Ich habe dieser Sitzung nicht beigewohnt, da ich am 5. September — zum erstenmal, seit ich Anfang 1915 das Reichsschatzamt übernommen hatte — in Urlaub gegangen war und das Telegramm des Kanzlers, das mich zu der Sitzung zurückrief, nicht mehr rechtzeitig erhalten hatte.

Ich kam erst am Abend des 10. September in Berlin an und erfuhr, daß die Erörterung sich hauptsächlich um die Frage gedreht habe, ob in der Antwort an den Papst ein ausdrücklicher Verzicht auf Belgien ausgesprochen werden solle oder nicht. Der Kanzler und der Staatssekretär des Auswärtigen hatten erneut erklärt, und zwar auf Grund eines Vortrages beim Kaiser, daß keinerlei Erwerbung belgischer Gebietsteile beabsichtigt sei; aus taktischen Gründen empfahlen sie jedoch, von einer ausdrücklichen Erklärung dieses Standpunktes in der im übrigen allgemein gehaltenen Antwort an den Papst abzusehen, und sie fanden hierfür die Zustimmung der Mehrheit des Siebenerausschusses. Entscheidendes Gewicht legten dagegen die Mehrheitsparteien darauf, daß in der Antwort auf die Papstnote ausdrücklich auf die Friedensresolution des Reichstags Bezug genommen werde.

Für den nächsten Tag hatte der Kaiser im Schloß Bellevue eine Beratung über die allgemeine Lage und insbesondere über die belgische Angelegenheit angesetzt, zu der außer dem Reichskanzler und mir die Staatssekretäre von Kühlmann und Graf Roedern, die Staatsminister von Breitenbach und von Waldow, der Generalfeldmarschall von Hindenburg, der General Ludendorff, der Chef des Admiralstabs von Holtzendorff, der Staatssekretär des Reichsmarineamts von Capelle und der Generalgouverneur von Belgien Generaloberst von Falkenhausen befohlen waren.
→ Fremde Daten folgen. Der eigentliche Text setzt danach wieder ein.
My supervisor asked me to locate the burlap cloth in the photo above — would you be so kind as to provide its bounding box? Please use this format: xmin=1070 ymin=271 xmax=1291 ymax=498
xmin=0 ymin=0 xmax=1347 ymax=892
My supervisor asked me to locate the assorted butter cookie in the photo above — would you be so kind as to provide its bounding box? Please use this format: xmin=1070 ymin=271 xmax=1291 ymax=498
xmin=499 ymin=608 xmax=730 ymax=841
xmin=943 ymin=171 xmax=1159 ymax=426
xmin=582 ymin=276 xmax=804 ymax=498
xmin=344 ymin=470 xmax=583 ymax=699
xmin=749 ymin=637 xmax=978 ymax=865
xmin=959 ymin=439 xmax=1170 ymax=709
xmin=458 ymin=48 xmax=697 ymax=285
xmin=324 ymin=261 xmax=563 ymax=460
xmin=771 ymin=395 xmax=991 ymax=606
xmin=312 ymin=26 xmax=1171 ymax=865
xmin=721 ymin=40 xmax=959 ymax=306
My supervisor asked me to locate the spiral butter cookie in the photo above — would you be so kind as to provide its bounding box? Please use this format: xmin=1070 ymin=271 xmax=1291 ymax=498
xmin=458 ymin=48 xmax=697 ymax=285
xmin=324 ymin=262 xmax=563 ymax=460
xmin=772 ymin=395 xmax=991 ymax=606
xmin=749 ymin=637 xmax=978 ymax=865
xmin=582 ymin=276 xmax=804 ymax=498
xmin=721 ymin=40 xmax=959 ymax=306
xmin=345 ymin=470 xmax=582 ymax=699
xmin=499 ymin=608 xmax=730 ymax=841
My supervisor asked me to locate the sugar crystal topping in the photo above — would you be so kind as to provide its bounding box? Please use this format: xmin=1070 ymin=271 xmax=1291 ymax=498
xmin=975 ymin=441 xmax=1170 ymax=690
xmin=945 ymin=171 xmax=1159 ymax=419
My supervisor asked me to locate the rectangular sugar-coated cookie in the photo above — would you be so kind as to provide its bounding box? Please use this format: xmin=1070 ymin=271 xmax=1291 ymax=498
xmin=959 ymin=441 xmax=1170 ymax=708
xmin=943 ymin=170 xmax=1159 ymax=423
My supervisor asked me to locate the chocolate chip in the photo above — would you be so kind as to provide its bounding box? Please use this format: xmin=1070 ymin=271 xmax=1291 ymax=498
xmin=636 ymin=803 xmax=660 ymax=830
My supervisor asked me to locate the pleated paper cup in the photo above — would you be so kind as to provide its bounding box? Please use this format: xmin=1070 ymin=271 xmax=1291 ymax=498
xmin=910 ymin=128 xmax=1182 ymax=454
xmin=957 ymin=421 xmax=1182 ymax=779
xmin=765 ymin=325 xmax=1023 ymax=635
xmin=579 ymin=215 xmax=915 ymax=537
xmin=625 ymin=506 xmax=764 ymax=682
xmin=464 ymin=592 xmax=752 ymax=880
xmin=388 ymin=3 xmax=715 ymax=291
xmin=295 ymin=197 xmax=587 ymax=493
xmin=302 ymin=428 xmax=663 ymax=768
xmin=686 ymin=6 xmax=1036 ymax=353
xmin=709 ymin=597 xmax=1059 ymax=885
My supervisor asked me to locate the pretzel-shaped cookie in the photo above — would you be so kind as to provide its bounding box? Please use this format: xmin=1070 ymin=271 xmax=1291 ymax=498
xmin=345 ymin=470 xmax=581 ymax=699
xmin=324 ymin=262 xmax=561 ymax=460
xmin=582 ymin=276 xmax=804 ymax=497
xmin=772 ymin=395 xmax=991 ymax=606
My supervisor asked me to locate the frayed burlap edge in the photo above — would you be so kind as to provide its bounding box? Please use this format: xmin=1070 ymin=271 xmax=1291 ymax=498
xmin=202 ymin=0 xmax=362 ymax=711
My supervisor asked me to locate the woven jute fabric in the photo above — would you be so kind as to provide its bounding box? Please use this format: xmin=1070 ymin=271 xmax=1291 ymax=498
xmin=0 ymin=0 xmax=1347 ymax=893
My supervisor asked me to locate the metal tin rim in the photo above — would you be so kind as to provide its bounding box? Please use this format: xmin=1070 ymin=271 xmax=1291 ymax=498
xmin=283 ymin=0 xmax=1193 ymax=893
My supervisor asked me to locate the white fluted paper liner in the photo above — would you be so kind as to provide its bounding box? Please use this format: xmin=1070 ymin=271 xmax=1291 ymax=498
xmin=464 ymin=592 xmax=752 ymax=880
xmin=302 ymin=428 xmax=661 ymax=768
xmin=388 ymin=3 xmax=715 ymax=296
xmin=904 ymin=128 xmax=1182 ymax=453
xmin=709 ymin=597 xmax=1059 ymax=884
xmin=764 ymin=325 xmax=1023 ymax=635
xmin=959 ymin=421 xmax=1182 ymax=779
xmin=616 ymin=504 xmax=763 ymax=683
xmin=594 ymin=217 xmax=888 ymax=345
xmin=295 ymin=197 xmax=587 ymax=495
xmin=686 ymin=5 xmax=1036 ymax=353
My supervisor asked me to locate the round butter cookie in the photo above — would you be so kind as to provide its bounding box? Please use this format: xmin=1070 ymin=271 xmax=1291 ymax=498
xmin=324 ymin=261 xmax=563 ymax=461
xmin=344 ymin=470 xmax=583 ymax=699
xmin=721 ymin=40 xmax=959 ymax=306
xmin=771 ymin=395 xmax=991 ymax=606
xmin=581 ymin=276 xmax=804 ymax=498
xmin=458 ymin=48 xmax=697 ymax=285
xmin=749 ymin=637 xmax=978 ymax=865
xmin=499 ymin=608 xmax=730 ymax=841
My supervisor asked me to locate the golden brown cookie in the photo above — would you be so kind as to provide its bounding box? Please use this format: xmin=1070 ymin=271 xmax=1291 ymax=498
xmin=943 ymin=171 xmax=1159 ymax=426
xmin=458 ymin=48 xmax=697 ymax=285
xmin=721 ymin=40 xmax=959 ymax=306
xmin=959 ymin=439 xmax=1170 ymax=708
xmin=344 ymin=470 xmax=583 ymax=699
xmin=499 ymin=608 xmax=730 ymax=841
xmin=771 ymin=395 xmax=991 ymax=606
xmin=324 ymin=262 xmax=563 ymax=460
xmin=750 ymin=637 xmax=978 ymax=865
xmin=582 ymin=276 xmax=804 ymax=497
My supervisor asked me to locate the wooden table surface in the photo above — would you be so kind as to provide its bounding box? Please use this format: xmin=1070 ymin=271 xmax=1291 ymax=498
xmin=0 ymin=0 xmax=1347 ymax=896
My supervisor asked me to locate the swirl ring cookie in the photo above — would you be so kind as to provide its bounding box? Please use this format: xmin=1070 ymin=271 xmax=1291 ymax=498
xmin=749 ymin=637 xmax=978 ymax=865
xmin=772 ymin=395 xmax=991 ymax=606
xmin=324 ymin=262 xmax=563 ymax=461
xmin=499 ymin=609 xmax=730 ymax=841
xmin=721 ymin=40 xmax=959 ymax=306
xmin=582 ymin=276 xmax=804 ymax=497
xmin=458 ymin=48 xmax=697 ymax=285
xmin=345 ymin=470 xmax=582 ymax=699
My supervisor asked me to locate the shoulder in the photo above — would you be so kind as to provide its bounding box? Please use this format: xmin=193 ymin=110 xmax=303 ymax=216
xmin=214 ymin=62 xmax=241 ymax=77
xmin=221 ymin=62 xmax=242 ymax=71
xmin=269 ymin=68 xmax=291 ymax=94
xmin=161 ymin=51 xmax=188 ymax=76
Auch der Kronprinz nahm an der Beratung teil. Der Reichskanzler und Herr von Kühlmann machten geheimnisvolle Andeutungen über eine Friedensmöglichkeit, die sich neuerdings eröffnet habe, und zwar durch Mitteilungen eines von England beauftragten neutralen Vertreters. Voraussetzung für Friedensverhandlungen sei unser völliger und bedingungsloser Verzicht auf Belgien; sie befürworteten diesen Verzicht. Demgegenüber setzte sich der Chef des Admiralstabs dafür ein, daß jeder Friede uns die flandrische Küste bringen müsse. Die Herren von der Obersten Heeresleitung gaben zwar die flandrische Küste preis, General Ludendorff betonte jedoch die militärische Wichtigkeit einer Angliederung der Festung Lüttich und ihrer Umgegend. Der Kaiser entschied schließlich im Sinne des Kanzlers, mit dem Vorbehalt, daß die belgische Frage erneut geprüft werden müsse, wenn der Verzicht auf Belgien nicht bis zum Jahresende den Friedensschluß ermögliche. Der Kronprinz, der in der Sitzung selbst nicht das Wort ergriff, sprach sich nach der Beratung mir gegenüber dahin aus, daß nach seiner Ansicht jede Möglichkeit, zu einem anständigen Frieden zu kommen, ergriffen werden müsse, und daß der Friede an keiner an sich noch so wichtigen Einzelforderung scheitern dürfe.